StreetShares offers several types of loans, including:

  • Term loans
  • Lines of credit
  • Invoice financing

Before You Sign

Always make sure you fully understand all the "fine print" before accepting a small business loan. This may include the loan cost, repayment structure, and term.

Here's what you need to watch for:

APR
The annual percentage rate, or APR, is the cost of a loan factoring in the interest rate and other fees. By comparing APR, you can ensure you're taking into account all fees across the board.

Loan Fees
You might think you're getting a great deal on a loan but always check for hidden fees which may make the loan less attractive.

These can include:

  • Origination Fee
    This fee is the cost the lender incurs to make the loan. It covers things like administrative fees. In most cases, origination fees are given as a percentage of the principal loan.

  • Application Fee
    When applying for a loan, companies run a background check and acquire your credit report. Sometimes, lenders pass on this fee to you in the form of an application fee.

  • Guarantee Fee
    The SBA doesn't directly make the loan, but it does guarantee part of the loan for the lender. In order to do this, they have to pay a portion of the loan upfront. Sometimes this fee is passed onto the applicant.

  • Late Payment Fee
    Some lenders charge an added fee if you're late making a payment. To avoid this, consider setting up automatic payments from your account.

  • Prepayment Fee
    Paying off your loan early can cost you a fee. The fee is calculated as a percentage of the outstanding principal at the time you decide to pay it off.

  • Check Processing Fee
    Sending in payments via check may cost you a processing fee. Discuss this with your lender to ensure you won't be billed for your chosen payment method.

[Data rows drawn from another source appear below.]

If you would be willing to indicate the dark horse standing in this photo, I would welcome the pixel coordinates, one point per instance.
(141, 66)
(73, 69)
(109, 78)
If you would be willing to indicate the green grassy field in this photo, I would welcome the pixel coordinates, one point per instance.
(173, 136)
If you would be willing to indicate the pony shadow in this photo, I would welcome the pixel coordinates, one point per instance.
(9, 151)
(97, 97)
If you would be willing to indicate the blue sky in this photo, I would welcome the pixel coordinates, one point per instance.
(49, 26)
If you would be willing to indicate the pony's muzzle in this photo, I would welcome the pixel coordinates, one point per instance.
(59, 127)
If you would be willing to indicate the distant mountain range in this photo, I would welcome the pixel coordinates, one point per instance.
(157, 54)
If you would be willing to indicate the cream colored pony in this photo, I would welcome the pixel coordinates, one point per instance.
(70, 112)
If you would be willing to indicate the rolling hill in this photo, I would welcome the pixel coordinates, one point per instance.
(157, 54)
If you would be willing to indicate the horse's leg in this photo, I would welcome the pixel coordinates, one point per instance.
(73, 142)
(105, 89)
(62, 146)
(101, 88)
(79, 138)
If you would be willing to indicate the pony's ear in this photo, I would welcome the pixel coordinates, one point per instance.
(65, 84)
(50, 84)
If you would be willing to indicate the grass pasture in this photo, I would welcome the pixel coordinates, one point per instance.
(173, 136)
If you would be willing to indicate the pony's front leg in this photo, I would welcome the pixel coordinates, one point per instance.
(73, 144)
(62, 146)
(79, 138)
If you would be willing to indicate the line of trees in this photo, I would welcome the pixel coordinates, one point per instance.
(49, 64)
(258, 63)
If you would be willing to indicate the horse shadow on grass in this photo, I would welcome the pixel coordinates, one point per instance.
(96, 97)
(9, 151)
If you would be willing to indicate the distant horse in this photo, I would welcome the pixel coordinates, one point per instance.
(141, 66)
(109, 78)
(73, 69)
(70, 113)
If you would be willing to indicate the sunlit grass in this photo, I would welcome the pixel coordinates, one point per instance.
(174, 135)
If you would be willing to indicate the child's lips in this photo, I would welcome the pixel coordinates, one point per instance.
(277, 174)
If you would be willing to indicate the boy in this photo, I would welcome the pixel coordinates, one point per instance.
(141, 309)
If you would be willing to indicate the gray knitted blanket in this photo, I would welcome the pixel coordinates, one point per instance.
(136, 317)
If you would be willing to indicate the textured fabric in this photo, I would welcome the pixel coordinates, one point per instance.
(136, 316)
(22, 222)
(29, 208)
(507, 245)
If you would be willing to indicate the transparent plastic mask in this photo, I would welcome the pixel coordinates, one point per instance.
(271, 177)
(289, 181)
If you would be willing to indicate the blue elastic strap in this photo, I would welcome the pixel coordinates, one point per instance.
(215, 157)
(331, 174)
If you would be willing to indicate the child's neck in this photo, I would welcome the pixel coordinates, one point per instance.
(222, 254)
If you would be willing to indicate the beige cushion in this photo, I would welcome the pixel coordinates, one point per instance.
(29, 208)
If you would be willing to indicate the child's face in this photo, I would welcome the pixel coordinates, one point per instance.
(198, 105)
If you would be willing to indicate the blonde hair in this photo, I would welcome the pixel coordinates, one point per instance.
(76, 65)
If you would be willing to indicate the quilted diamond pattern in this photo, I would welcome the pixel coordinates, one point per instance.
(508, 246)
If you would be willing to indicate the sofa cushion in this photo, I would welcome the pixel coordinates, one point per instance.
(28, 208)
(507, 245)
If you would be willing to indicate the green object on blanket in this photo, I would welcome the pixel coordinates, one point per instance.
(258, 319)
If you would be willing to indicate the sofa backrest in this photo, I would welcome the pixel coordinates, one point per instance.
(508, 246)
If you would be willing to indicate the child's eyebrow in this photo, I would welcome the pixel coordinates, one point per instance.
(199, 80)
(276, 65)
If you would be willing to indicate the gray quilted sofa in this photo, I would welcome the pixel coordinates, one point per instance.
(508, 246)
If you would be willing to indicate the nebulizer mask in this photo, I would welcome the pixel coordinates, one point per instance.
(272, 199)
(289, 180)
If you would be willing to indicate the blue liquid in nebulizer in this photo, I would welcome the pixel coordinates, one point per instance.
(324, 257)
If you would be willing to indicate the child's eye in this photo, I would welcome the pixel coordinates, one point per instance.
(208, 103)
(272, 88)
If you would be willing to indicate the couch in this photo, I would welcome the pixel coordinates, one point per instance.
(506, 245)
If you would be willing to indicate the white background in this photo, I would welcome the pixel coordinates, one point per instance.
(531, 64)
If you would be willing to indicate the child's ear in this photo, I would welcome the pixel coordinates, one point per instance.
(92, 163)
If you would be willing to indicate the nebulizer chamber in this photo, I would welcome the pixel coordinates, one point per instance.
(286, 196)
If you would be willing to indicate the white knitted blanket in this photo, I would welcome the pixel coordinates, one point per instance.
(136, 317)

Be Wary of Predatory Lenders
Watch out for these warning signs when shopping for loans:
  • Interest rates significantly higher than market value
  • Fees greater than 5% of the loan value
  • No APR disclosed
  • No repayment schedule disclosed
  • Lender pressuring you to take the loan
  • Lender asking you to lie on paperwork or leave boxes blank

If you are unsure about the lender you're dealing with, double-check with a financial professional.

THE BOTTOM LINE

A small business loan can help your business grow and thrive. But finding the right loan can have a huge impact on your company.

Improve your chances of getting approved by being prepared. And remember to pay off the loan as soon as possible to reap the benefits for your business.